Her first reaction was alarm – the sight, after all, was an emotional stab wound – and I thought her legs would give way. We moved quickly to sit her down by her husband. Her immediate instinct was to hold his hand. He didn’t respond, but at least he was warm and even pink now, not cold and clammy like when she last saw him, with that greyish blue colour of those dying from cardiogenic shock. The nurses were kind. They scraped Mrs Clarke from the ceiling, then started to explain all the paraphernalia to her. They were confident enough to manage the equipment and the instructions to them had been simple: don’t change anything. We were winning.
After a week Mr Clarke’s uninjured muscle looked much better, so I decided to take the optimistic route and remove the CentriMag. We returned to the operating theatre, where we slowly reduced the pump flow and watched his heart’s performance on echo. The left ventricle was ejecting well, he had a normal heart rate and adequate blood pressure. There seemed to be little residual damage from last week’s catastrophe. Bloody brilliant, I thought.
We took out the pump, washed his chest out, put in clean drains and closed him up for the last time. He remained perfectly stable. After another twenty-four hours he woke up and had the breathing tube taken out. He’d returned from his week away as if resurrected
from the dead. When I finally spoke to him he recalled nothing of the events, and hadn’t had any ‘out of body’ experiences or flashbacks. Nor did he have any idea who I was or any recollection of which hospital he was in.
I wanted to be there when his kids came back – not actually with them, but away in the corner of the room somewhere, just watching as they came in to see their dad.
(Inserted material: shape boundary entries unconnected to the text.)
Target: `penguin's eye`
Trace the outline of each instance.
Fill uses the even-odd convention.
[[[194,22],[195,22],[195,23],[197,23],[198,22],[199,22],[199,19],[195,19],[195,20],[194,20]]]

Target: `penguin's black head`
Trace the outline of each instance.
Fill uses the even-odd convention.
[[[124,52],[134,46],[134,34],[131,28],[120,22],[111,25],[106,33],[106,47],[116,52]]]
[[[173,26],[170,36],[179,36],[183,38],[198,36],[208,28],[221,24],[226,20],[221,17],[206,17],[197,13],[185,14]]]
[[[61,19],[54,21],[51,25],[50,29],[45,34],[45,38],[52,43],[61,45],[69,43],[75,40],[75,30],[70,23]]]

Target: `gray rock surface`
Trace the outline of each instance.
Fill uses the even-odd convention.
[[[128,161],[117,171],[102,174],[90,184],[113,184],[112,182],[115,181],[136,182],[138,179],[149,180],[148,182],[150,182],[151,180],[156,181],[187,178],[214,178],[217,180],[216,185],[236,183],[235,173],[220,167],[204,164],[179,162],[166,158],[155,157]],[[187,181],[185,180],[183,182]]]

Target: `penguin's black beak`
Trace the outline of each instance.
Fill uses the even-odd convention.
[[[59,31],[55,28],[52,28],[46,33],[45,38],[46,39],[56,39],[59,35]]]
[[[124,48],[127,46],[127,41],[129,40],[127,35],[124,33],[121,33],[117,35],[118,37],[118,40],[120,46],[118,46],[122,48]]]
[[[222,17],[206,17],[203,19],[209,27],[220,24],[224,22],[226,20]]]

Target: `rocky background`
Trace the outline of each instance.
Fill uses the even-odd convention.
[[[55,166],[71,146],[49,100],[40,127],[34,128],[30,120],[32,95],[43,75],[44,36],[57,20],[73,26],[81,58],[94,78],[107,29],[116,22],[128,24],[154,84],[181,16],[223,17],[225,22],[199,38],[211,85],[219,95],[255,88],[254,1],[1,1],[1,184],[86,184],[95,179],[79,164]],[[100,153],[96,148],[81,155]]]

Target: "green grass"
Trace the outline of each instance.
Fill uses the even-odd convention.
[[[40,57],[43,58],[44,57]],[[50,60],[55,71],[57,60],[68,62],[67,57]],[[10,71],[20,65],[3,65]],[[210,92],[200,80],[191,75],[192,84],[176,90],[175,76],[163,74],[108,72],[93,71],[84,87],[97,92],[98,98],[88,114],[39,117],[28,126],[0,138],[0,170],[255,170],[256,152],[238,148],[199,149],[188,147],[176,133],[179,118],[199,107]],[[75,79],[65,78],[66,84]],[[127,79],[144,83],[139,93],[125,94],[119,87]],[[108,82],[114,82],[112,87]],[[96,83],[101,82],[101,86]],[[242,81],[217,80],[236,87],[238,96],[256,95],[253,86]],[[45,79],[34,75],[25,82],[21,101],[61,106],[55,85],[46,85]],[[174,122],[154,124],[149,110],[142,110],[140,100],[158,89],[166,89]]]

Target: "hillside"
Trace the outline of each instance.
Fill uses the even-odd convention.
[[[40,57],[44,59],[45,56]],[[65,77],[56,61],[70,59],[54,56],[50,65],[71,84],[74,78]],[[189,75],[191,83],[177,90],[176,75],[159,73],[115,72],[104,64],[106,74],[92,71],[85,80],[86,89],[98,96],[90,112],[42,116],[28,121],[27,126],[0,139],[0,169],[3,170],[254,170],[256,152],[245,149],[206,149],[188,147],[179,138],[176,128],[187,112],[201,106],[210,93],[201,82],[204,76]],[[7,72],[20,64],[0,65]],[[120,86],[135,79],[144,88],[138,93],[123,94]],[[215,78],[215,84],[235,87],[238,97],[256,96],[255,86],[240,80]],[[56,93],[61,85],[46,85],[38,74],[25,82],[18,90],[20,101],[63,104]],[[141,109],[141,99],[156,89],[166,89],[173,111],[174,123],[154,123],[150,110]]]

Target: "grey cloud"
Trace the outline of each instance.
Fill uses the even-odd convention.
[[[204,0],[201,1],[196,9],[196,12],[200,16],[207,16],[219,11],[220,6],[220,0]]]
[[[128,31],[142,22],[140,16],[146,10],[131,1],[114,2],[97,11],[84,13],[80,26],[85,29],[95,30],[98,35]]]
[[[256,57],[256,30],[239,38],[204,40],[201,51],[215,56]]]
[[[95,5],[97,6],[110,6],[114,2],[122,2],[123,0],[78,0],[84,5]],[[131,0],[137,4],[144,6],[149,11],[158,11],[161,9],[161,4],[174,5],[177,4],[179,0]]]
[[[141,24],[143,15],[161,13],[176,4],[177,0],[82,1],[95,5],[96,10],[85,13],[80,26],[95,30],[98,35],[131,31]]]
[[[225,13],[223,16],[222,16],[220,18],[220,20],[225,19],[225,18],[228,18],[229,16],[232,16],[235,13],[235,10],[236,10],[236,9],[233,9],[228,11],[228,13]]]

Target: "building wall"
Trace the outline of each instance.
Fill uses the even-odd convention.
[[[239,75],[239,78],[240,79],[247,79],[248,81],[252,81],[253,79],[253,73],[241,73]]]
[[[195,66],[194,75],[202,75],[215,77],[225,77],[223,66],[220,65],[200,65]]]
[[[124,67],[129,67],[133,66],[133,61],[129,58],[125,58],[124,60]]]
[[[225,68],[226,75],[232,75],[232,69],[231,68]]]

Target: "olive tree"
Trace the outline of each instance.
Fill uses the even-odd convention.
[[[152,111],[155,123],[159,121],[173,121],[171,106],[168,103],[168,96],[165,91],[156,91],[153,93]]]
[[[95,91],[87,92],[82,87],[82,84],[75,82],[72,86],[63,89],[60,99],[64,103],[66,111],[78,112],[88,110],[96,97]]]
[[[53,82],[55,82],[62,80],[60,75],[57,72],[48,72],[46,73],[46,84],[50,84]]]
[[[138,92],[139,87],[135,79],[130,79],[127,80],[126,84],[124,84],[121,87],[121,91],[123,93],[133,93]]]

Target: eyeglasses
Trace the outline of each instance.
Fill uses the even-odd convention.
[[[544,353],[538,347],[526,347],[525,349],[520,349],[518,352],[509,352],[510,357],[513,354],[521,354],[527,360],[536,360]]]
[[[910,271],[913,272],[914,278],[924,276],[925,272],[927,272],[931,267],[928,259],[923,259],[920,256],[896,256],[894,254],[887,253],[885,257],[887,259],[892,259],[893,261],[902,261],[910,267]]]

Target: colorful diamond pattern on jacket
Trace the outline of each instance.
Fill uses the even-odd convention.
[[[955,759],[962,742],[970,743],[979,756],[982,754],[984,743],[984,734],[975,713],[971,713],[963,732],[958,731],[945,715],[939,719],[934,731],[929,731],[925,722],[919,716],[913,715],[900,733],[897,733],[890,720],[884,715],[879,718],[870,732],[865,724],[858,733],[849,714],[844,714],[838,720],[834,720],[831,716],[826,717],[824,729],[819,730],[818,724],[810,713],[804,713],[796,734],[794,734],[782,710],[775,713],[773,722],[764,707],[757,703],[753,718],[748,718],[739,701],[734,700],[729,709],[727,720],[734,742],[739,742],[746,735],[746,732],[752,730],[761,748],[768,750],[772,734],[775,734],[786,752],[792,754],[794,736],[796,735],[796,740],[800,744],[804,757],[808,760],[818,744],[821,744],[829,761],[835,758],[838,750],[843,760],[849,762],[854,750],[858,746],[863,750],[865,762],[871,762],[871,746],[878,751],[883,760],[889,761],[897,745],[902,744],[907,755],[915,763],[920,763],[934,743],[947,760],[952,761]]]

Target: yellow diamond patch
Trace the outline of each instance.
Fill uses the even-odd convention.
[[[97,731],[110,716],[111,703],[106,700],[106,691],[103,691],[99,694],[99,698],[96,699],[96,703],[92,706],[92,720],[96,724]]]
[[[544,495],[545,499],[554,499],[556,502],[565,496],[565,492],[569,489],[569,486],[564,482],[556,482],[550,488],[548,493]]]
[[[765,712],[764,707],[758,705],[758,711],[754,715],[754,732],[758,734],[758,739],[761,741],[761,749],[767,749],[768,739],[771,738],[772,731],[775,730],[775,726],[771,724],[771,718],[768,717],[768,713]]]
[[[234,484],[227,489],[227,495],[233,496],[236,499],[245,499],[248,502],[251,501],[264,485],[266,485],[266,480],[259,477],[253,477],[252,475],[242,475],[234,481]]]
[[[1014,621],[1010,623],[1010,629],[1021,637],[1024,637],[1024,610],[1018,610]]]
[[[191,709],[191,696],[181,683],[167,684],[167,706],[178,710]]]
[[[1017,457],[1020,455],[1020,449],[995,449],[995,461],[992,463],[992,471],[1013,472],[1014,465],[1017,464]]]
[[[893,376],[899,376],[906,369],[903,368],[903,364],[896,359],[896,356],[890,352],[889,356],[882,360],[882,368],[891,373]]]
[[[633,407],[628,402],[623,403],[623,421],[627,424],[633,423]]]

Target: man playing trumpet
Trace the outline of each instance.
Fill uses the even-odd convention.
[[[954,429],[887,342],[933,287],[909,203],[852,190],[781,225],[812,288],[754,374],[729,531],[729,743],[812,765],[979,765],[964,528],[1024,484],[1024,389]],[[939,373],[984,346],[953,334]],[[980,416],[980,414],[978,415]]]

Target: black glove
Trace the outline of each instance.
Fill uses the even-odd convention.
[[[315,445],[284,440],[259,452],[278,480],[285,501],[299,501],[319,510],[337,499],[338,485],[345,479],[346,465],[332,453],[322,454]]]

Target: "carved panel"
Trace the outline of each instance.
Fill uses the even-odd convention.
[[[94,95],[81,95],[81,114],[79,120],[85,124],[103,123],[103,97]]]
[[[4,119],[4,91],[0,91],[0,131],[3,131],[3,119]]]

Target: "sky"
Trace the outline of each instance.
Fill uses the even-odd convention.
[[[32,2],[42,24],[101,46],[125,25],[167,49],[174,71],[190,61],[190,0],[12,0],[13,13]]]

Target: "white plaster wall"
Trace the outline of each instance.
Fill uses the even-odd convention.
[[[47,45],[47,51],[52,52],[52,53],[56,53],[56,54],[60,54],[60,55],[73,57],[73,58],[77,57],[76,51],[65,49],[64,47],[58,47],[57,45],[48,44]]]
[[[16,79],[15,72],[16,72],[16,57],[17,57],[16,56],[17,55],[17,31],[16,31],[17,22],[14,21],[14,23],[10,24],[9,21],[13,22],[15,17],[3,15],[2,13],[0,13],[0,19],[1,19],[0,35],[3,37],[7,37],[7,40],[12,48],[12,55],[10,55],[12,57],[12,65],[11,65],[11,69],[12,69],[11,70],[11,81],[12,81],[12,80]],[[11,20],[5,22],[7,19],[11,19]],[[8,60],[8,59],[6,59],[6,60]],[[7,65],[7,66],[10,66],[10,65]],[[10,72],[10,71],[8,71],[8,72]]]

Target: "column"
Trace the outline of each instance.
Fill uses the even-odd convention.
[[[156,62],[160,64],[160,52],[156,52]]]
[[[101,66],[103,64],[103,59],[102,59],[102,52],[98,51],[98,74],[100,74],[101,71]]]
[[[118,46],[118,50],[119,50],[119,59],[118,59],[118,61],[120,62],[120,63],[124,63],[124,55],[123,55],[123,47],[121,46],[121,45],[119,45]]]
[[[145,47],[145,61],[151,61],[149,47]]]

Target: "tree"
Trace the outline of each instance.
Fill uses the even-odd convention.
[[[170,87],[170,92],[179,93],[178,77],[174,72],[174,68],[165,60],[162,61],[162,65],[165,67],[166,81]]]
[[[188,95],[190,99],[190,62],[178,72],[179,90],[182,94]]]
It was certainly worth the wait. Amazingly, just a week after all this, Mr Clarke went home. Equally remarkable was the fact that at his follow-up three months later his heart looked normal. All the ‘stunned’ and struggling heart muscle had recovered. It was a textbook ‘just in time’ job.
For me the Clarke case was a watershed moment. So many patients continued to die after a heart attack, even when emergency angioplasty had succeeded in opening the blocked vessel. We’d shown that at least some of these victims could be saved with simple, inexpensive technology. It had by now become a repetitive theme.
Splint a broken bone and it will heal. Rest an injured heart and, although it may recover, it won’t always. But for me the patients deserved that chance. What’s more, the nurses on the intensive care unit found the CentriMag system very easy to manage. Turn it up or turn it down. We had control over the patient’s whole circulation by simply twiddling a knob. It was much more straightforward than driving a car.
Now the sting in the tail. Six months after Mr Clarke suffered his heart attack the same thing happened to his younger brother, who was just forty-six. I was away at a conference. The second Mr Clarke was taken to his local hospital only to be passed on to Oxford. By that time he was already in cardiogenic shock. His family received the same message as his brother’s family: that there was nothing more we can do. They searched out my office, desperate for help, but I was away, so there was none. No surgeon, no pump. His wife lost her husband, his children their father.